Doctors use information systems to access and extend EHRs. Currently, Epic [14] is one of the most common commercial EHR systems, which, according to doctors, still suffers from problems, see the top of Figure 1. In general, in the research community, interactive EHR visualizations are most often visualized using bar/line/pie charts, glyphs, and timelines [60]. For example, LifeLines was one of the first tools to visualize textual notes from EHRs as events on a timeline [17]. Researchers have used this timeline structure to visualize EHRs of individual patients abundantly [6, 10, 24, 26, 28, 42, 56, 58] to, for example, display cause and effect [48] or disease progression [50]/risk [40] prediction. Also, Sultanum et al. [56] researched the importance of visualizing text for assisting doctors. Moreover, van der Linden et al. [58] visualized EHRs in a multiscale way to find the fragmented narratives based on the different tasks of the doctor.
Fig. 1.
MediCoSpace: Visual Decision-Support for Doctor-Patient Consultations using Medical Concept Spaces from EHRs
Fig. 1. Doctor’s simplified workflow, current problems for diagnosing non-straightforward conditions, and how our tool can help.
Furthermore, stepping away from individual patients, many researchers have visualized patient cohorts as flow visualizations [21, 22, 30, 34, 36, 64, 65] for disease progression, which have limitations in identifying relations.

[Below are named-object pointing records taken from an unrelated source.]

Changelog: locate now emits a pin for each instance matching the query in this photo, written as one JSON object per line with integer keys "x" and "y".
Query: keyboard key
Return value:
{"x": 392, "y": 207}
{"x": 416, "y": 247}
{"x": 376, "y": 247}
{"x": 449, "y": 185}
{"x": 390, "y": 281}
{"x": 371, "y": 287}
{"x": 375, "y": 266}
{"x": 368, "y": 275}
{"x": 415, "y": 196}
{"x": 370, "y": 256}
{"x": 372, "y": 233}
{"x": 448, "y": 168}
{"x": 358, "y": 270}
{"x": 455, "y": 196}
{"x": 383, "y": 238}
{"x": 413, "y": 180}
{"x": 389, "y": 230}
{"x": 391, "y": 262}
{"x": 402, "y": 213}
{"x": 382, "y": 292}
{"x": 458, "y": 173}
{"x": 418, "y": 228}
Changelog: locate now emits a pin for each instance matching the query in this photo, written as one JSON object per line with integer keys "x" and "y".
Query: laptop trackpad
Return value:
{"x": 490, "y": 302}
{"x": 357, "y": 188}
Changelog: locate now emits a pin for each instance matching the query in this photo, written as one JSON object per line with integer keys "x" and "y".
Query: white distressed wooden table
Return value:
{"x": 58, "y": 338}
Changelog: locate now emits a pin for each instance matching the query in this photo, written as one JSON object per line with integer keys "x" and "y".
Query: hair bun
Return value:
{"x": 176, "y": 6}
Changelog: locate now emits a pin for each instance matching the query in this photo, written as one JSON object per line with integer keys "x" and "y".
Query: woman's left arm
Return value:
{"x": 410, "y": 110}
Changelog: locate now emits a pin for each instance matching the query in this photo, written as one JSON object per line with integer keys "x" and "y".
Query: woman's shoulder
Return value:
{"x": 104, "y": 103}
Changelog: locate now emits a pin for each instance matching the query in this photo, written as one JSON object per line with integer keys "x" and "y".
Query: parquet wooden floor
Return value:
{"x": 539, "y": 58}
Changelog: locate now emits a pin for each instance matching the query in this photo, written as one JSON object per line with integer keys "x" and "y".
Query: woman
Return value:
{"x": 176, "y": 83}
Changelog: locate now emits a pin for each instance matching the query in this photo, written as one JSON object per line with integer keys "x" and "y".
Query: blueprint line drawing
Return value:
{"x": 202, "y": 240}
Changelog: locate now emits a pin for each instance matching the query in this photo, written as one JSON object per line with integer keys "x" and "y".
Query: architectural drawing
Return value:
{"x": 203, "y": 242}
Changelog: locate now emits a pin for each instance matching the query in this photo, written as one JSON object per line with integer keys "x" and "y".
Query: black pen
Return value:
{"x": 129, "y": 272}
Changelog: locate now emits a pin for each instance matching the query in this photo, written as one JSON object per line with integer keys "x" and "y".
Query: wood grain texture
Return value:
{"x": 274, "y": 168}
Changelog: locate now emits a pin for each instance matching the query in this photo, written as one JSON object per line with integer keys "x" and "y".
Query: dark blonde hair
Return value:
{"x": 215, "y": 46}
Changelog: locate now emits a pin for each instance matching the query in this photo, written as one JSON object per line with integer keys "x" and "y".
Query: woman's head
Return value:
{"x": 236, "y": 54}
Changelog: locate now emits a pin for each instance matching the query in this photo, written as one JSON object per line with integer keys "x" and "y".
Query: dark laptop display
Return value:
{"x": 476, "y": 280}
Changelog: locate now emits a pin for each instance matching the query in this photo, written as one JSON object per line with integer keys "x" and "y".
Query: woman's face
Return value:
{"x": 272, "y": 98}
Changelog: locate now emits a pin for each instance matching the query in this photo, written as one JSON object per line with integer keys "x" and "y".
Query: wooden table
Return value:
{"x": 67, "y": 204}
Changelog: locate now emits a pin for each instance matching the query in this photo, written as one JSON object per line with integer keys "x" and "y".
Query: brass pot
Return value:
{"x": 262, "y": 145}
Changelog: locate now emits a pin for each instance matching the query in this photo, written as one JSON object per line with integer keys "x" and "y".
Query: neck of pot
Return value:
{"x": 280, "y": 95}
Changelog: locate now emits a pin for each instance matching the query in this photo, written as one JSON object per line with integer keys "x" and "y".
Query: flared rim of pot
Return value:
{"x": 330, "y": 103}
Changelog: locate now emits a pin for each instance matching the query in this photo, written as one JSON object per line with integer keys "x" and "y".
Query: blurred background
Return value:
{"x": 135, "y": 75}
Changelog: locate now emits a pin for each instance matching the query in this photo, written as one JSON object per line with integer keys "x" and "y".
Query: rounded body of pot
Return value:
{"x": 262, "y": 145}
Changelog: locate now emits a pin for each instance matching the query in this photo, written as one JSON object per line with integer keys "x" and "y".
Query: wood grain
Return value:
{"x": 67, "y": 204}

Therefore, Jin et al. [34] visualized causal relations between medical events and two groups. Furthermore, many researchers have used text [20] or basic plots (e.g., line plots) [15] to display summary statistics and heatmaps [30] for visualizing research around the diagnosis process using medical concepts. For example, Hur et al. [30] focused on diagnosis predictions, for which they used different heatmaps (one for the entire cohort, one for the patient, or one to show the difference between them) to show the weights of the medical concepts used in their model.
While these tools make important steps, the diagnosis and creation of non-trivial treatment plans are more difficult than more trivial ones. To our knowledge, no medical decision-support system addresses relationships between diseases, drugs, and treatments combined with advanced search support within the patient’s history and across similar patients, and links this back to patient reports to discover and leverage possibly overlooked relations.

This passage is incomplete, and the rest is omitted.